As Australians, we are extremely lucky with our quality of education. Everyone who works hard is able to attend university thanks to student loans like HECS and ABSTUDY. It’s important not to forget that this is a loan and not a gift though, meaning, at some stage students will need to pay this back. Anybody who has been, or is currently attending university knows the constant worry of student debt, especially with the continual change in laws. To help you out, here is a quick break down of the law of student loans.
Why are there now changes in student debts?
Well, the Mid Year Economic and Fiscal Outlook (MYEFO) made some adjustments to the higher education sector and that’s what has brought about all the recent changes in regards to student debt. The MYEFO is a budget that outlines the government’s spending priorities, so essentially the government is hoping to retrieve the money given to students, faster.
What actually are the changes?
Before the reforms, if you were earning less than $55,874 you didn’t have to start paying back your student loan. With the new changes this threshold has been lowered to $45,000. At the moment, many graduates are struggling to find work (and when they do the salaries are relatively low) meaning, less and less people were paying off their student debt. To counteract this, the new threshold will mean its more attainable for graduates to begin paying off their loans.
How much will I have to pay?
As before, how much you pay back will still depend on how much you earn. If you’re earning the minimum of $45,000 you will only be paying back 1% of the loan each year. This amount goes up as you earn more. However, the maximum you will have to pay off is 10% per year and that’s only when you are making $131,000 or more.

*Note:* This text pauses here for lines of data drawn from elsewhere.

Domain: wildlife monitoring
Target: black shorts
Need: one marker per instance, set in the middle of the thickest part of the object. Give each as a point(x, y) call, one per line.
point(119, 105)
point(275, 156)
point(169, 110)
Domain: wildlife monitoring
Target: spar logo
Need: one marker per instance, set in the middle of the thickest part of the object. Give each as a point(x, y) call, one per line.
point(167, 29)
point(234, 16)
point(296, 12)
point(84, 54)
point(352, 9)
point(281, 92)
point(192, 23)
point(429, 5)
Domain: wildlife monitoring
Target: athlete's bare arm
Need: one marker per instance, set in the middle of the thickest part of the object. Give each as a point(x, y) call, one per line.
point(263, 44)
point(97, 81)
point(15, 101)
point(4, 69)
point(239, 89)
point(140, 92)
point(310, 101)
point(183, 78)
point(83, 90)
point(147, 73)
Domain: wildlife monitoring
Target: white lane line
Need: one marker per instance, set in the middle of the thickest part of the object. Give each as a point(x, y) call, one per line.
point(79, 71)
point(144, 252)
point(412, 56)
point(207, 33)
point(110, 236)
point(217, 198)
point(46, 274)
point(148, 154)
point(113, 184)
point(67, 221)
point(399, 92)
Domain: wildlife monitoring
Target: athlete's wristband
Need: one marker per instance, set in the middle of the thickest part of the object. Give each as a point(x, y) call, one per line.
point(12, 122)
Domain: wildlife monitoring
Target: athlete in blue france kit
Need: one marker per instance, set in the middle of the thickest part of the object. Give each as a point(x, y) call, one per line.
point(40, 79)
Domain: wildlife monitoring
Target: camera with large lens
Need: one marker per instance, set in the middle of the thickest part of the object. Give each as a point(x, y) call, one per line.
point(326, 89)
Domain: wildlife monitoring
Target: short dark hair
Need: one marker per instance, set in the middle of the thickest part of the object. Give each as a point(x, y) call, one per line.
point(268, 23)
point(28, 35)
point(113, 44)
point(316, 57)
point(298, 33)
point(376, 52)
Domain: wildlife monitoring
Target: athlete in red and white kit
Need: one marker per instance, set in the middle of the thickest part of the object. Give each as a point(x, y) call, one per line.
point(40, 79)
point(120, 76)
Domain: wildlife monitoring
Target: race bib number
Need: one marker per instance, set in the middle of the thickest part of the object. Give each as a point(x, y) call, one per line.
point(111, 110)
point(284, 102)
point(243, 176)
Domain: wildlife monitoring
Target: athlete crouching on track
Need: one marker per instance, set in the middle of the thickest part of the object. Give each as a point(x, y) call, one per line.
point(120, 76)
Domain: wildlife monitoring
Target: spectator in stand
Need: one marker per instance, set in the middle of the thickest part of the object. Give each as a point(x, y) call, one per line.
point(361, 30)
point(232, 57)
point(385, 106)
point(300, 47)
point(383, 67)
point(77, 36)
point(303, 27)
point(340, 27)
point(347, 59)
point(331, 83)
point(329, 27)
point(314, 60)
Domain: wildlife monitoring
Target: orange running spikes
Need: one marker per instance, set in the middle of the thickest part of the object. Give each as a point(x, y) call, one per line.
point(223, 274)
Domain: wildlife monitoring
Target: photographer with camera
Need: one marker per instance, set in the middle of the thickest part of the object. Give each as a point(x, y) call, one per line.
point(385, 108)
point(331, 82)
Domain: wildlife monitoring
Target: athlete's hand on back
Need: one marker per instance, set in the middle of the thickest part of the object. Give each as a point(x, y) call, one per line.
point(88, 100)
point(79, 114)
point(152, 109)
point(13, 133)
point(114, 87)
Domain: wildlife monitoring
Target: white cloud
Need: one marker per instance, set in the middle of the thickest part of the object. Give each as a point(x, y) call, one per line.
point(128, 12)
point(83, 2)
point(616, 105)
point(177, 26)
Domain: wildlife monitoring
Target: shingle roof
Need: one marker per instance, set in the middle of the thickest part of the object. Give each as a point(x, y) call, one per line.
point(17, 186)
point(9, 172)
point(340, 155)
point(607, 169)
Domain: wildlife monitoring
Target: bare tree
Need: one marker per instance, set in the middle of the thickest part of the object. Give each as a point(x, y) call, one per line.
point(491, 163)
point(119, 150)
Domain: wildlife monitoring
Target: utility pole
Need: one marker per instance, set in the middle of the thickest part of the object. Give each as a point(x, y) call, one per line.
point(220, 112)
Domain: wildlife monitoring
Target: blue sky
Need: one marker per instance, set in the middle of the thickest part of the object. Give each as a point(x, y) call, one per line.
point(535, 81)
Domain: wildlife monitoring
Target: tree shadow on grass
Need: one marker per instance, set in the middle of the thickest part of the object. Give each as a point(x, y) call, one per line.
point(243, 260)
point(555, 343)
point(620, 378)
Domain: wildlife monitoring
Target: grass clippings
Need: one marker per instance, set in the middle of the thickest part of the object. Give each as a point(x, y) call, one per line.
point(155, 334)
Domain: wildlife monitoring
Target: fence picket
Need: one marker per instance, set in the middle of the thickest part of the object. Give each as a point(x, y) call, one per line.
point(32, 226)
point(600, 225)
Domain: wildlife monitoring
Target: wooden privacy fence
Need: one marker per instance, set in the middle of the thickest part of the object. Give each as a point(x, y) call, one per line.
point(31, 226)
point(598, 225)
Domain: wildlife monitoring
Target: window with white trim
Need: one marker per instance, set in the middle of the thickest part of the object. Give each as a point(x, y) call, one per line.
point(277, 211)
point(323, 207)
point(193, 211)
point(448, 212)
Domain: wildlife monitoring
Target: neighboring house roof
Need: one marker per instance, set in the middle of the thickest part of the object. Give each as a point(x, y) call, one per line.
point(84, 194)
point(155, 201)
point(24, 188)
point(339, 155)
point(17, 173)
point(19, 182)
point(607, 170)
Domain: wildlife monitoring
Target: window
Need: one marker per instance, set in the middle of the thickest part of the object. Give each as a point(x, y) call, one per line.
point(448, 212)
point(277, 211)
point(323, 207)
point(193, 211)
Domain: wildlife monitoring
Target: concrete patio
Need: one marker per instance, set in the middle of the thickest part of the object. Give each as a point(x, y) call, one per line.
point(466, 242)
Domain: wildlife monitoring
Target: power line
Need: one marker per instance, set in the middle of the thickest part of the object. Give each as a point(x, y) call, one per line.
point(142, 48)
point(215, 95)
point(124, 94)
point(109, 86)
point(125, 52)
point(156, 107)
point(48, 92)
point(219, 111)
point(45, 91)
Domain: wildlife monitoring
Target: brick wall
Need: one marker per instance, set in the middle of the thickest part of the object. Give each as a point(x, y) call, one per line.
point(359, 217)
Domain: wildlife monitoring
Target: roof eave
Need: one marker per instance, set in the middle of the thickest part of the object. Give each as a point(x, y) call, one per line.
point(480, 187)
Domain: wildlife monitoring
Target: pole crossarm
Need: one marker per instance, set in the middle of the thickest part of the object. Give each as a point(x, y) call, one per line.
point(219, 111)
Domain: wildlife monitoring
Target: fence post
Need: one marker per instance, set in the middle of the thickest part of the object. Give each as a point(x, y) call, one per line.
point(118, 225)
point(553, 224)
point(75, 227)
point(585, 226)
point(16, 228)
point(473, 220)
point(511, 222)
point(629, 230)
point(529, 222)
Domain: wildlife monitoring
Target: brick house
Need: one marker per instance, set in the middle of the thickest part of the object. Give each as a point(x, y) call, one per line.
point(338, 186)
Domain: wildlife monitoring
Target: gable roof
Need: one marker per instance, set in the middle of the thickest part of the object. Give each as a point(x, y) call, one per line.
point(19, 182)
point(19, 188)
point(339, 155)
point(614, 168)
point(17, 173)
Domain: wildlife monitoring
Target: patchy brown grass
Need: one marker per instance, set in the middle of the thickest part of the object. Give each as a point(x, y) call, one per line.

The bottom line is, there are changes, and there will always be changes when it comes to government funding. As much as it sucks for students that the repayment threshold has been lowered, the repayments won’t actually make that much difference to your salary or your daily life. But, on the bright side, it also means your loan will be paid off sooner, and you will be free from your student debt sooner! These changes in the law are no reason to panic or to change your mind about going to university. It’s important not to forget how lucky we are to have government funding for our education at all!